Salsa Cubana oder Salsa New York?
Stellt sich nun die Frage, welcher der beiden Stile man wählt. Das ist wahrscheinlich eine Glaubensfrage, denn bekanntlich lässt sich über Geschmack nicht streiten … De gustibus non discutandum! Ich habe bereits die eine oder andere Diskussion hierzu geführt, ob nun Salsa Cubana oder der New York Stil besser, schöner, toller etc. ist. Das war oft sehr mühselig und ähnelt einer Diskussion, ob man nun ein iPhone oder eher ein Samsung Smartphone präferiert.
Das muss jeder wirklich für sich entscheiden, wozu er Lust hat und welche Bewegungsmuster besser zu einem passen. Hier gehen die Meinungen teils weit auseinander und werden hitzig geführt.
Ich persönlich bin ein iPhone-Nutzer und finde — stand heute — den Cubano-Stil reizvoller und besser zu mir und meinem Tanzstil passend.
Letztlich geht es doch darum, dass sich zwei Menschen finden und zwei oder drei Lieder zusammen genießen. Die Tanzfläche macht keine Unterschiede und alles andere spielt keine Rolle!
Karate und Salsa
So, jetzt muss ich abschließend noch die Kurve zum Karate kriegen.

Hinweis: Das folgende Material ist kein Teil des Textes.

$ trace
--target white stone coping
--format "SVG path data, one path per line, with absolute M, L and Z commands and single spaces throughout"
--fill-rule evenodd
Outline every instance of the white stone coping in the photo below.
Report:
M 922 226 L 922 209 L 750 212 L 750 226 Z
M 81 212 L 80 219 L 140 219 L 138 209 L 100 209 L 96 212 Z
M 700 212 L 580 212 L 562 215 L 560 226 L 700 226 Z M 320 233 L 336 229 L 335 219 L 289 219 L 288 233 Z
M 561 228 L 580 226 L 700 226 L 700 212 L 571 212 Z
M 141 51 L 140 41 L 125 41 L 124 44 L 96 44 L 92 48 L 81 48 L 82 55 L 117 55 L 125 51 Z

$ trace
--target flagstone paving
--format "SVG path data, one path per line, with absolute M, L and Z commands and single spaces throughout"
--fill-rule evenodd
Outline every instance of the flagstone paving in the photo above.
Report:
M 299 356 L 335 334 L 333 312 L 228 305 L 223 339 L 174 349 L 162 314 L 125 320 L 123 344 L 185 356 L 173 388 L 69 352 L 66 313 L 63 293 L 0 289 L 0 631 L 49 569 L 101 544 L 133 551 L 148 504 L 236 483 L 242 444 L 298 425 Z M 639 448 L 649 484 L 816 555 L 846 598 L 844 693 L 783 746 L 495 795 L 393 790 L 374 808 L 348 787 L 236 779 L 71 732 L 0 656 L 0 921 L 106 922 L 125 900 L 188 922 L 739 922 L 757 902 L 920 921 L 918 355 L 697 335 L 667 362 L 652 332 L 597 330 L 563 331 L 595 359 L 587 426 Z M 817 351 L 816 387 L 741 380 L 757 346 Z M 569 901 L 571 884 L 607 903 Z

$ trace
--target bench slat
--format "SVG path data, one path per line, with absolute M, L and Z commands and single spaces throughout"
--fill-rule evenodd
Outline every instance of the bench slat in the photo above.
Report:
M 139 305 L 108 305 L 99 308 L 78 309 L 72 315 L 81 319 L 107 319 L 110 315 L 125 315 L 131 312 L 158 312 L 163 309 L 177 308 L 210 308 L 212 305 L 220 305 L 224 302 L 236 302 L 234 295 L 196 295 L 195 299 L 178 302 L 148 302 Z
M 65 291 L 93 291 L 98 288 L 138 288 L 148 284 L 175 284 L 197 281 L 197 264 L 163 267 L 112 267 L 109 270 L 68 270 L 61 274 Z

Ich habe mit dem New York Stil angefangen, um mein Bewegungsrepertoire zu erweitern und zu festigen. Obwohl alles auf Linie getanzt wird, und die Figuren dementsprechend gelehrt werden, kann man die gleichen Figuren auch in seinem eigenen Tanzstil adaptieren und so etwas eigenes kreieren, was einen von anderen Tänzern unterscheidet.
Wie ein guter Karateka verschiedene Techniken, unabhängig des Stils, adaptiert um ein besserer Kämpfer zu werden, so ist es auch von Vorteil für einen Tänzer verschiedene Figuren und Techniken zu verinnerlichen, um seinen Tanz noch ausdrucksvoller zu gestalten. Ein großes Figuren-Repertoire bedeutet mehr Variation beim Tanz. Variation beim Tanz bedeutet mehr Spaß!